In 2009 Butler, a 56-year-old tax consultant in Toledo, Ore., awoke from denture implant surgery with an accent that's a bit British with a Transylvanian twang, and it just sort of stuck.
"I had just had surgery, so at first we assumed it was because of all of the swelling," said Butler. "But within a week the swelling went down and the accent stayed."
Butler has foreign accent syndrome -- a condition so rare that only about 60 cases have been documented worldwide. Often preceded by a small stroke, the new drawl is thought to stem from a minor injury to a tiny area of the brain responsible for language pattern and tone.
"This is a very small part of the brain that controls the articulation and the intonation of speech that's affected, and that's why it's so rare," said Dr. Ted Lowenkopf, a neurologist and medical director of Providence Stroke Center in Portland, Ore., in an interview with ABC News affiliate KATU. "The chances to hit such a small area are more than a million to one in a stroke."
Because certain blood vessels in the brain are more prone to blockages, a stroke often damages parts of the brain responsible for language production and comprehension.
"Stroke happens in very predictable ways," said Dr. Julius Fridriksson, an associate professor of neuroscience at the University of South Carolina, who has seen many stroke patients but only a couple with foreign accent syndrome. "This type of damage is out of the ordinary."
Butler said she was never tested for a stroke because she felt fine.
"I appear to be completely normal otherwise," Butler said, adding that she never felt any pain or had neurological symptoms other than the change in her speech. "And I'm quite OK with [the accent]."
Nevertheless, Butler endures her fair share of teasing -- mostly from her family. She struggles with the letter "W," which she pronounces like a "V." So her daughter once asked her to say, "I vant to suck you blood" and recorded it with her cell phone as a ring tone.
But Butler brushes it all off.
"With a sense of humor, you can face anything," she said.
Not everyone with foreign accent syndrome is so lighthearted.
"It's very much related to a person's coping ability," said Fridriksson. "Some people become isolated because they're so self-conscious about it."
Although Butler's accent sounds vaguely British -- Welsh, even -- it's purely coincidental.
"Although we think it sounds like a British accent, if you had a language expert listening to her, they would say that's not an English accent," Lowenkopf told KATU. "It's sort of an amalgam of different-sounding speech that sounds like a foreign accent.
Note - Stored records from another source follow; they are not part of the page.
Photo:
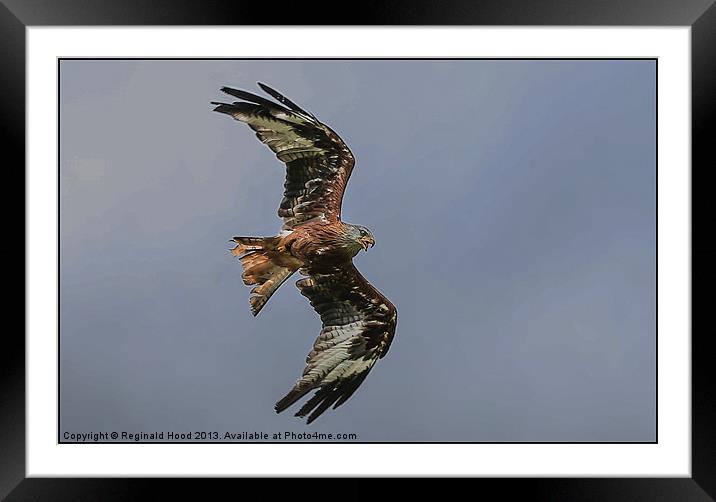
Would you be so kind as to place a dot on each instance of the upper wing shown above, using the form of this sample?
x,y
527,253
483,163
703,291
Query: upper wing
x,y
358,327
318,163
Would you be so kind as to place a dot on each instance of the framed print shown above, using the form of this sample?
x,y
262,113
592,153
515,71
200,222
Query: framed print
x,y
527,193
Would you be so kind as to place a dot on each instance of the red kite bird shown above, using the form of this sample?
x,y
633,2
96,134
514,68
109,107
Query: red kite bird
x,y
358,321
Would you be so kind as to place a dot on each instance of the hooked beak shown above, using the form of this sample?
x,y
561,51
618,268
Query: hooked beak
x,y
367,241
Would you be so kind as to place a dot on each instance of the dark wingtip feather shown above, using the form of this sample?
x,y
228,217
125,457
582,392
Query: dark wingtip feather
x,y
253,98
223,107
283,99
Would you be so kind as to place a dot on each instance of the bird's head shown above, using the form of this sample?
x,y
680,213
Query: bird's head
x,y
362,236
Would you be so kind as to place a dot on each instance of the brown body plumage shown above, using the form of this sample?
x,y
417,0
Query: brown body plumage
x,y
358,321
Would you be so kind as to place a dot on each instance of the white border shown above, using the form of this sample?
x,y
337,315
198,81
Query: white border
x,y
670,457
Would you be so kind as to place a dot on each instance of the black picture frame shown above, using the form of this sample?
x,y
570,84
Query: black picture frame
x,y
700,15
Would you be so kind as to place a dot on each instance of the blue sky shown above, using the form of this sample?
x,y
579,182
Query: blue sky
x,y
513,204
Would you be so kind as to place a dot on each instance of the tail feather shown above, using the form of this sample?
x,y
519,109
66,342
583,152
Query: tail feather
x,y
264,267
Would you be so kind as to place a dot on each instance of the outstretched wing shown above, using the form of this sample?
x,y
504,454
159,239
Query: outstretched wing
x,y
358,327
318,163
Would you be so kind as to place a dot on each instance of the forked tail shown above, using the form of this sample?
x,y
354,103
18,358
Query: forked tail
x,y
264,266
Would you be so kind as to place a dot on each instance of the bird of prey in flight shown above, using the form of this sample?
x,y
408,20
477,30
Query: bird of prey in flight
x,y
358,321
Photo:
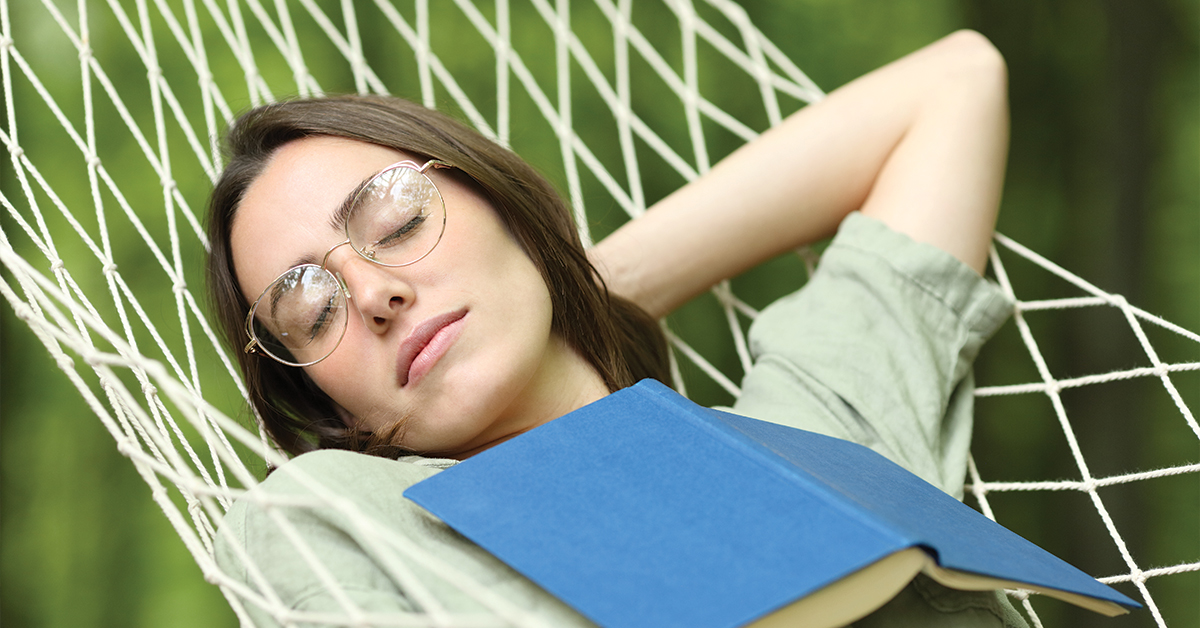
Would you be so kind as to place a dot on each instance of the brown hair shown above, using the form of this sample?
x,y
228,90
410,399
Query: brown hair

But it's not truly typical of any one foreign accent."
Because her accent flipped between tax seasons, Butler was forced to start many phone conversations explaining to her clients that she was indeed still Karen Butler, their tax consultant from Oregon. Her husband Glen does his share of explaining too.
"[People] have wanted to know where I met her," he told KATU with a smile.
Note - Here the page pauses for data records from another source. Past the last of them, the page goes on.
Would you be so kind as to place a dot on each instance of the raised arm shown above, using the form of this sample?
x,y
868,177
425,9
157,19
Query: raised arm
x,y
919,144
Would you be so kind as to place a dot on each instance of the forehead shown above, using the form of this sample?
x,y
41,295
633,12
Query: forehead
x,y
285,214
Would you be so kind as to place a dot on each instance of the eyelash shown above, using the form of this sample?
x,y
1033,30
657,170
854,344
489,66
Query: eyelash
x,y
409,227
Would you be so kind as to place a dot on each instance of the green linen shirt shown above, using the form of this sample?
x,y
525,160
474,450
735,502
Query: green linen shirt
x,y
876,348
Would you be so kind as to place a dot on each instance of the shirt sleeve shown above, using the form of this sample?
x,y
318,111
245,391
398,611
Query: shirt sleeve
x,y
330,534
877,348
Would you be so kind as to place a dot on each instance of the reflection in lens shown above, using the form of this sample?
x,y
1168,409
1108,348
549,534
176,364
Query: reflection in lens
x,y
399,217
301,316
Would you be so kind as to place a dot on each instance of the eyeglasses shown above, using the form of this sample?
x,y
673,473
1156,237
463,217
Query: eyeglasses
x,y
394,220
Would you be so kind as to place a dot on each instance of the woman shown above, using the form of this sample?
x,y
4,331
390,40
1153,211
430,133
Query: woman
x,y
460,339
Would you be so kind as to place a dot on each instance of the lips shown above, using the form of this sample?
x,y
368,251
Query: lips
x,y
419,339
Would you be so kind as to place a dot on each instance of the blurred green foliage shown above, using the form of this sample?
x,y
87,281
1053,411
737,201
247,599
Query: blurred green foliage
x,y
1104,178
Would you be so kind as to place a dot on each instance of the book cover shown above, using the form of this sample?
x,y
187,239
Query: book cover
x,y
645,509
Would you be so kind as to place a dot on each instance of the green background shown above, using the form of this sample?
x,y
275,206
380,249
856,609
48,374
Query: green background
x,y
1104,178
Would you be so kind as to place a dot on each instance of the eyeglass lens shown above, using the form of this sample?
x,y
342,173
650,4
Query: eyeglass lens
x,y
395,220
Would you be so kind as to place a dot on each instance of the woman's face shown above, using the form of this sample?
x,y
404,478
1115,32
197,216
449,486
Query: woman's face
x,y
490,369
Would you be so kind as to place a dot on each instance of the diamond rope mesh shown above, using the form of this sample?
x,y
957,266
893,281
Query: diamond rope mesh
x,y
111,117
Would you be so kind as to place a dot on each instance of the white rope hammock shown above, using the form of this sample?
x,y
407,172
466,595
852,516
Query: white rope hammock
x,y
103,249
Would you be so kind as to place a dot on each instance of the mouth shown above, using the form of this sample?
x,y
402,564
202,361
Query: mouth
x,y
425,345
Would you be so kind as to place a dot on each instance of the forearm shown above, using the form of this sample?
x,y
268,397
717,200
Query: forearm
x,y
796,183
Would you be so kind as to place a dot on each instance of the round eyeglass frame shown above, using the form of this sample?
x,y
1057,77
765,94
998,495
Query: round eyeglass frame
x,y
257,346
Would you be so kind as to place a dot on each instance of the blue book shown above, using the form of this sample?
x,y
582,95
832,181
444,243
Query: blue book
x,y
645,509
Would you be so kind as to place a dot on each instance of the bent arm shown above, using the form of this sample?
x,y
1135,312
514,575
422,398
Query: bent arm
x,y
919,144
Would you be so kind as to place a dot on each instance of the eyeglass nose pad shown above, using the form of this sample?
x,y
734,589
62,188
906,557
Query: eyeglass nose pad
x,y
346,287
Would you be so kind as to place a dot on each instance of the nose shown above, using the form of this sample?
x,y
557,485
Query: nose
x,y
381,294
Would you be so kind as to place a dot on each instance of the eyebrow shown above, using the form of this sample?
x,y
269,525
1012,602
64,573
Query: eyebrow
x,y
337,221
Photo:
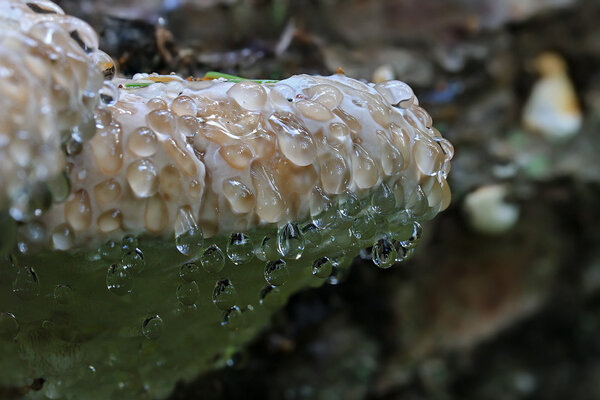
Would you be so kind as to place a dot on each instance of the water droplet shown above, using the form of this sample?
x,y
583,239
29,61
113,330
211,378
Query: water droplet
x,y
189,272
9,326
349,204
233,318
134,261
276,273
322,267
129,243
224,295
63,294
187,293
290,241
270,297
110,251
364,227
153,327
384,253
190,242
26,285
239,248
119,280
417,232
312,235
213,259
383,200
268,249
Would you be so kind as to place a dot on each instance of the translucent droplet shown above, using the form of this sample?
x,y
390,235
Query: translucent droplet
x,y
349,204
63,294
187,293
270,297
129,243
233,318
290,241
268,249
26,285
383,200
312,235
213,259
224,295
189,272
134,261
110,251
276,273
417,232
9,326
190,242
239,248
364,227
384,253
153,327
322,267
119,279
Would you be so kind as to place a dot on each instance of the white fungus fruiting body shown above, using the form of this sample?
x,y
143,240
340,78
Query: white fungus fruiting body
x,y
236,156
51,74
187,211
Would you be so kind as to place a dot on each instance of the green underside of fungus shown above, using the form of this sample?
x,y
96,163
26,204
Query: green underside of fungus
x,y
189,211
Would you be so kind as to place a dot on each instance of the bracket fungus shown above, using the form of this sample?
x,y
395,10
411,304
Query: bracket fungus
x,y
152,224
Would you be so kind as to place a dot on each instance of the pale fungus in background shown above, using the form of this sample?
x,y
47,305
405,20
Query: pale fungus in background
x,y
157,222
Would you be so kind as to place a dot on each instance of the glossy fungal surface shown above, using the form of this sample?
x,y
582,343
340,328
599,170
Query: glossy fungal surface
x,y
192,210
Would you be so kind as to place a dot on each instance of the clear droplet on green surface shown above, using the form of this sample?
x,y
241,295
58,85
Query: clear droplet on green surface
x,y
26,285
383,201
276,272
290,241
322,267
187,293
190,272
213,259
119,279
383,253
239,248
224,294
152,327
190,242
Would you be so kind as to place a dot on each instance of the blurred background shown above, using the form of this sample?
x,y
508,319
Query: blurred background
x,y
502,298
The accidental accent is usually fleeting and goes away within weeks or months, Lowenkopf said. But the longer it lasts, the more likely it is to stick for good.
Butler kept her voicemail greeting from before the surgery to remind her and others of her once-Oregonian sound. And although speech therapy could help her get it back, she said she's used to her new "foreign" accent.
"I used to be painfully shy, and now there's always something to talk about," she said.